La malattia si manifesta con febbre con brivido e bradicardia relativa, cefalea importante, iperemia congiuntivale, dolore lombare, mialgie, nausea e prostrazione. Questa fase è seguita da una temporanea remissione (fino a 24 ore). La fase tossica si manifesta con la ricomparsa della febbre e dei segni clinici di insufficienza d’organo: ittero ingravescente, proteinuria, oliguria, acidosi, diatesi emorragica (ematemesi e altre emorragie). Si può avere una coagulopatia da insufficienza epatica, con segni di deficit neurologico (delirio, convulsioni, coma) e shock. L’ipoglicemia e il coma epatico sono eventi terminali.

Il trattamento è principalmente sintomatico e di prevenzione delle complicanze. Non esiste terapia specifica antivirale. A tale scopo si stanno studiando l’interferone e la ribavirina. Il trapianto di fegato è una possibilità di trattamento, se la coagulopatia da consumo lo consente.

Il 50% dei pazienti in fase tossica muore, di solito entro 2 settimane dalla comparsa dei sintomi. La mortalità è maggiore nei più giovani. Il tasso di mortalità è più basso nelle epidemie (5%). Segno prognostico sfavorevole è la precoce comparsa e la severità dell’ittero (3º giorno). L’aumento delle transaminasi è direttamente proporzionale al danno epatico ed è un segno prognostico sfavorevole. Negli individui che sopravvivono alla fase tossica si può avere insufficienza renale. La convalescenza con malessere e debolezza può durare fino a 3 mesi.
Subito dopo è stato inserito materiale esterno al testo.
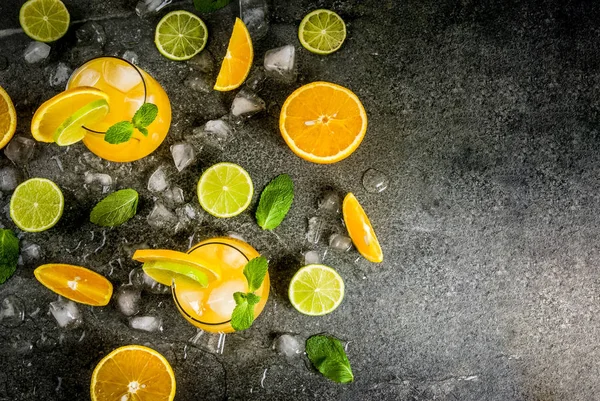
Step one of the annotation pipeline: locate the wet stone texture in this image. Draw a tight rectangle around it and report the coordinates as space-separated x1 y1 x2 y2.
0 0 600 401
Le persone che prevedono di viaggiare in aree endemiche dovrebbero vaccinarsi. Si impiega un vaccino vivo, attenuato, preparato da colture virali su embrioni di pollo. La vaccinazione è efficace da 7-10 giorni dopo la prima e unica dose e dovrebbe essere ripetuta ogni 10 anni. La dose nell’adulto è di 0.5 mL sottocute, almeno 10 giorni prima del viaggio. La dose pediatrica è la stessa dell’adulto. Una dose fornisce un’immunità vita natural durante nel 95% dei casi. Il vaccino è sensibile alle alte temperature e va tenuto tra 0 °C e 5 °C e impiegato entro un’ora dopo che si è ricostituito.

Controindicazioni: documentata ipersensibilità al vaccino o alle uova di pollo, gravidanza e bimbi sotto i 9 mesi (a meno che il rischio di infezione non sia veramente alto). Non si sa se sia sicuro in gravidanza.
La somministrazione vicina nel tempo con il vaccino anti-colera riduce la risposta di entrambi: andrebbero somministrati a distanza di tre settimane l’uno dall’altro, se possibile, oppure nello stesso giorno.
La somministrazione contemporanea del vaccino per l’epatite B può ridurre la risposta a quello della febbre gialla, ma è comunque considerata sicura. I farmaci immunosuppressivi, inclusi gli steroidi e la radioterapia, possono predisporre a infezioni disseminate o a risposte insufficienti. Si ritardi la vaccinazione fino a dopo 8 settimane da una trasfusione di emoderivati (sangue, plasma).

Per evitare la puntura delle zanzare si consiglia di vestirsi evitando i colori scuri, coprendosi il più possibile, e di usare spray e sostanze repellenti per gli insetti sulla pelle esposta.

La lotta alla zanzara Aedes si basa sul controllo della nettezza urbana e dell'acqua stagnante, allo scopo di ucciderne le larve.